The Irish will need to be better. Leinart is completing 65.1 percent of his passes and leading an offense that scores an average of 51.6 points per game.
According to Irish defensive backs coach/ assistant head coach Bill Lewis, Leinart’s accuracy is what makes him such a threat.
“We’ve studied every play this season,” Lewis said. “There’s one word as you look at the whole package: he’s accurate. He gets the ball out on time, he anticipates and he gets the ball in the right spot.”
Irish free safety Chinedum Ndukwe, who was on the field last season when USC burned Notre Dame for 405 yards through the air, is certainly wary of Leinart’s and his teammates’ abilities.
“With Michigan we had three guys we were keying on – [wide receiver Steve] Breaston, [quarterback Chad] Henne and [running back Mike] Hart,” Ndukwe said. “But [now] we’ve got six guys that can score at any time, so it’s a little bit different. They’ve got a whole bunch of different options to go to and different angles you have to always make sure you cover.”
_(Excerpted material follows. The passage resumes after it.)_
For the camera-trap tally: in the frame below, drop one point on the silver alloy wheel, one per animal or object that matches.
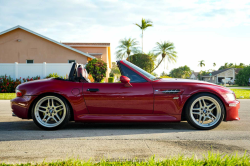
(205, 111)
(50, 111)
Besides running back Reggie Bush, who has 13 receptions this season, USC’s Dwayne Jarrett and Steve Smith are the two most dangerous receivers on the team. Jarrett has 35 grabs and nine touchdowns, while Smith is averaging 21.3 yards per catch.
“It’s not just Bush you have to be aware of,” Ndukwe said. “You got to be aware of … everybody. They’ve got a lot of different players.”
Even fullback David Kirtman is averaging 14.1 yards per catch on 12 receptions. Thirteen different Trojans have caught passes through five games.
The variety of weapons in the Trojans’ arsenal is impressive to Lewis. But he also believes what pushes USC above its competition is its talent plus the coaching it receives.
“When you look at their receivers, they all run well,” Lewis said. “They’re also big, physical people. But the third thing is … they are extremely well coached, and that is very obvious in every game tape that you watch.”